I am reading data from a file and want to create nodes and relations between them. There is a chance that either of the two nodes of the relation are not existing by now.
I solved this by:
LOAD CSV WITH HEADERS FROM "foobar.csv" AS ROW
MERGE (a:TypeA { name: row.name, revision: toInt(row.revision) })
MERGE (b:TypeB { name: row.name }) ;
LOAD CSV WITH HEADERS FROM "foobar.csv" AS ROW
MATCH (a:TypeA { name: row.name, revision: toInt(row.revision) })
MATCH (b:TypeB { name: row.name })
MERGE (a) -[r:is_instance]-> (b) ;
This loads the csv two times, which is not optimal.
I have the following cases:
(a), (b), (r) do not exists: In this case I could have simply used one single MERGE command
(b) exists, (a), (r) do not exists: In this case I would need a MATCH against (b) followed by a merge of the relation
(a), (b), (r) exists: a simple merge or a match against all three all would be fine.

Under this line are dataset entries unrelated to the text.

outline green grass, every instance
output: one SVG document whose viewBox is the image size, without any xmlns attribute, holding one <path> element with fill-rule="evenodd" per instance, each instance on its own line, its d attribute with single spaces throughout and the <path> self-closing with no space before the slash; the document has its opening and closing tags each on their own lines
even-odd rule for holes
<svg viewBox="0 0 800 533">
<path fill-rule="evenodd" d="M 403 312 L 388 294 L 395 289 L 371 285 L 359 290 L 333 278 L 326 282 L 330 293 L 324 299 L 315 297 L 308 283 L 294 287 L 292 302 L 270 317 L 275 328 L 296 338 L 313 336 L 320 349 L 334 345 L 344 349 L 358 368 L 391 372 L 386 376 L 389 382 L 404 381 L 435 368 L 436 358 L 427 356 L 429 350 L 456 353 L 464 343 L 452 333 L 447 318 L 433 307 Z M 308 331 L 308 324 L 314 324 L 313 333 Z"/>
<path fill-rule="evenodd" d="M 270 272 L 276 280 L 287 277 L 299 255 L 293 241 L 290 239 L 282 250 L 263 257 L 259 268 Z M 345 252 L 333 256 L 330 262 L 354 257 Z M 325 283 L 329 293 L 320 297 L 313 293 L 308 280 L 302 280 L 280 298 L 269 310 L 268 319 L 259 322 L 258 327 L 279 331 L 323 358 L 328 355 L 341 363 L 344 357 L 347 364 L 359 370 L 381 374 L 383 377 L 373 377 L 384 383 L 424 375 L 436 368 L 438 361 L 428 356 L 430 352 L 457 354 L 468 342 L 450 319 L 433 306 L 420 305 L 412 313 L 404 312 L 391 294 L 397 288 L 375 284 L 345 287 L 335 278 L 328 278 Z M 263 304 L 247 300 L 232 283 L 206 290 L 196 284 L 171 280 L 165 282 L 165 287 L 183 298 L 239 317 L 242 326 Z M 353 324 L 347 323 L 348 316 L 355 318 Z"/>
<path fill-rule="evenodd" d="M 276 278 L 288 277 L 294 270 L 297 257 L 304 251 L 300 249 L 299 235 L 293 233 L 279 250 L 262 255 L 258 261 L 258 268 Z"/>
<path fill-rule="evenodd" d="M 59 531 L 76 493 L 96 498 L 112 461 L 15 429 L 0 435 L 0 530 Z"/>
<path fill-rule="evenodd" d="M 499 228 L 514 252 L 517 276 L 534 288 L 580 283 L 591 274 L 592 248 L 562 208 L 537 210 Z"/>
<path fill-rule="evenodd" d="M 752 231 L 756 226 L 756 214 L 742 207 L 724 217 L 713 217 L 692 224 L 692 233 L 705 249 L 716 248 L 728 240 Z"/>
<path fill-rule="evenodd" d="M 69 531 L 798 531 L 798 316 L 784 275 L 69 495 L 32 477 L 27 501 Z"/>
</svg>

Using the second variant that MATCH against (b) fails to create anything in the first case, because there is no MATCH at all.
Is there any other way to avoid using the double loop over csv?
I think doing it all in one go will cause an EAGER (run it through an EXPLAIN). If you have a large CSV this could lead to problems. Might be better to iterate over the file twice. Just something to keep an eye on, if it works loading all at once then no worries.